Tojil apagó el motor. El silencio fue más ruidoso que las gallinas.
—Claro. Vienen de Belice. Cuando no llueve. ¿Qué más internacional que eso?
Ixtab, el contacto de la agencia, nos esperaba con una furgoneta destartalada junto a la pista de aterrizaje. Su piel era cuero curtido por soles que nosotros aún no conocíamos
Tres horas de carretera después, tras un segundo vuelo igual de caótico pero con menos plumas, llegamos al embarcadero del Río Dulce. Nos guio a la barca que nos llevaría a Livingston. El río se estrechaba entre paredes de selva mientras el cielo se incendiaba y moría, dejándonos en la oscuridad total del trópico.
El hotel Villa Caribe nos ofreció cabañas con techo de paja. El ron Zacapa intentó restaurar la normalidad. Fracasó.
Agotados, apagamos la luz.
Entonces, el sonido. Un roce seco, colectivo, sobre nuestras cabezas. Un movimiento de paja inquietante y deliberado.
—¿Qué demonios…? —susurró Miguel.
Encendimos la luz. El techo estaba vivo. Eran arañas. No arañas domésticas; eran tarántulas del tamaño de una mano adulta, negras, peludas, moviéndose con eficiencia entre el entramado de paja.
Llamamos a recepción. El pánico nos agudizaba la voz.
—Ah, sí. Las arañas —dijo el recepcionista. Su tono era el de quien confirma una reserva de cena—. Son las guardianas. Comen los insectos, los mosquitos. Son inofensivas.
Hizo una pausa. El silencio telefónico pesaba como una losa.
—…Casi siempre.
Pedimos mudarnos a habitaciones de mampostería, con techo «como Dios manda». No era posible, el hotel estaba lleno. Aquella primera noche la pasamos en duermevela, cada crujido del edificio transformándose en el roce de ocho patas acercándose. Lenin propuso turnos de vigilancia. Juan sugirió dormir con los zapatos puestos. Miguel simplemente se sentó en una silla con una escoba, negándose a acostarse. El sueño nos venció al amanecer, cuando las tarántulas, supusimos, también dormían.

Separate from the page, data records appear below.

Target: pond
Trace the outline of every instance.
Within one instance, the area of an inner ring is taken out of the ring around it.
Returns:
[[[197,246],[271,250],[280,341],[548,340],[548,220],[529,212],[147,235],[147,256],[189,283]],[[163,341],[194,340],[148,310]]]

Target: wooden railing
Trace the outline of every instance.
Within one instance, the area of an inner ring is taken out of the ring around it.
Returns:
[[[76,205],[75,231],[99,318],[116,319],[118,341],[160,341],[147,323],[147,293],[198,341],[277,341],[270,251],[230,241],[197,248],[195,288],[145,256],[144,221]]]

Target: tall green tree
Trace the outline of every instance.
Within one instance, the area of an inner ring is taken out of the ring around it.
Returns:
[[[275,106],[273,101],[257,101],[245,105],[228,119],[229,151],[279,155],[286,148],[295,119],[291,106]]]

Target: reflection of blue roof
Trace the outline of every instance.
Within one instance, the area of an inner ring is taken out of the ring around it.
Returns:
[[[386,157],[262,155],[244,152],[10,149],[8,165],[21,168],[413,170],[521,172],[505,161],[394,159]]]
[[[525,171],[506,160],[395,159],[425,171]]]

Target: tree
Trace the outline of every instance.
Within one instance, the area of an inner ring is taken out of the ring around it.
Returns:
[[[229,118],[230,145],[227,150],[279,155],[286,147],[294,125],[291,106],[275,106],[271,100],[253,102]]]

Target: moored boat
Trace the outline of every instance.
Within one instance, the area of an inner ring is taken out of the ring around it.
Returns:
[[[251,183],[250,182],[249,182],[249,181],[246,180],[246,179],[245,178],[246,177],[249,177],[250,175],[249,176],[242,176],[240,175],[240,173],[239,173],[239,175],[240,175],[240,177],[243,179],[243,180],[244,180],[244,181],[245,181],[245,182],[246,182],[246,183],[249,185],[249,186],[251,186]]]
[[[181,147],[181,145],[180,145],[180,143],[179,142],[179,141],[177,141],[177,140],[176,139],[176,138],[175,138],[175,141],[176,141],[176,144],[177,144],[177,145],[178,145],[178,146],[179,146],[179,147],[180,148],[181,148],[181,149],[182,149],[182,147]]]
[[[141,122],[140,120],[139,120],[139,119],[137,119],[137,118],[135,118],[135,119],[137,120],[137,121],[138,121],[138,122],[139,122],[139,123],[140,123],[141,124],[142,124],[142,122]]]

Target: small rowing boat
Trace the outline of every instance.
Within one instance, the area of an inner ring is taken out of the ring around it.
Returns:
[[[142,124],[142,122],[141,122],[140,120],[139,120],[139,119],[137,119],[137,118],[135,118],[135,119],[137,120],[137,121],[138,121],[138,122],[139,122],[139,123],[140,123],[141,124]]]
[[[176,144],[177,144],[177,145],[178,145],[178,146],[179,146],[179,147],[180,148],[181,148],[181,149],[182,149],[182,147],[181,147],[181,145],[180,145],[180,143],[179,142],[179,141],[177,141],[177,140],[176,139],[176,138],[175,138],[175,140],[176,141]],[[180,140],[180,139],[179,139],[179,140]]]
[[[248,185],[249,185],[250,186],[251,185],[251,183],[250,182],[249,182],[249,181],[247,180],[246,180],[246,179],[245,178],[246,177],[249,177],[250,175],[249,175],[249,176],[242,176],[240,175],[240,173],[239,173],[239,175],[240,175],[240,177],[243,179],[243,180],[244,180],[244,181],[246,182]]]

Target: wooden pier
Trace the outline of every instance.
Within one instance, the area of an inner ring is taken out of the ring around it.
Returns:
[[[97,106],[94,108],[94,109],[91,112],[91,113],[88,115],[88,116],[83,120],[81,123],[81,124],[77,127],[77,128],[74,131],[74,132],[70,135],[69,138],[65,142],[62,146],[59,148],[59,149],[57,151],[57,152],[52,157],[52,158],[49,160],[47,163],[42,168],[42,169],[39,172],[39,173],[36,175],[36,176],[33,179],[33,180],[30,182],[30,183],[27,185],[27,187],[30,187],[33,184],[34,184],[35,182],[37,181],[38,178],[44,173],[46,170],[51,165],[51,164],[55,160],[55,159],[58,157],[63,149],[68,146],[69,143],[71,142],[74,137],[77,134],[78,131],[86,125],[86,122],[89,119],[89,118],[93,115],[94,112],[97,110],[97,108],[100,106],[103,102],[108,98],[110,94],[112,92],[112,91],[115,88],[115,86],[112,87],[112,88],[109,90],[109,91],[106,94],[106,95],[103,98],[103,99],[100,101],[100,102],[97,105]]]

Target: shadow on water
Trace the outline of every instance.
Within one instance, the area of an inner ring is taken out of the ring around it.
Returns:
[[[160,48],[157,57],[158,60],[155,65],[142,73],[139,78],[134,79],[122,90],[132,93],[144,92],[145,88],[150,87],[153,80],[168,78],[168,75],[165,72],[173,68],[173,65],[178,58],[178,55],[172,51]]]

Al día siguiente, Ixtab, nuestro guía enigmático, propuso un baño en el río. Una zona «tranquila», dijo. El agua era cristalina, un alivio contra el calor pegajoso. Nadamos con el alivio de quien ha sobrevivido a las aves y a los arácnidos.
Entonces, el grito ahogado de Juan.
—¡Algo me ha rozado! ¡Grande!
Buscamos a Ixtab en la orilla. Nos miraba. Fumaba. Y sonreía.
—Ah. Los caimanes —dijo, con esa tranquilidad pasmosa del que ha visto todo—. No se preocupen.
Soltó el humo lentamente.
—No suelen comer carne humana.
Nunca he visto a seis hombres caminar sobre el agua. El regreso a la orilla fue una explosión de espuma y adrenalina. Llegamos jadeando, arañándonos unos a otros en nuestra desesperación por tocar tierra firme. En la orilla, Ixtab estalló en una carcajada que retumbó sobre el río y se perdió entre la selva.
Ese día entendí la ironía. No éramos turistas visitando un país. Éramos la broma privada de Guatemala.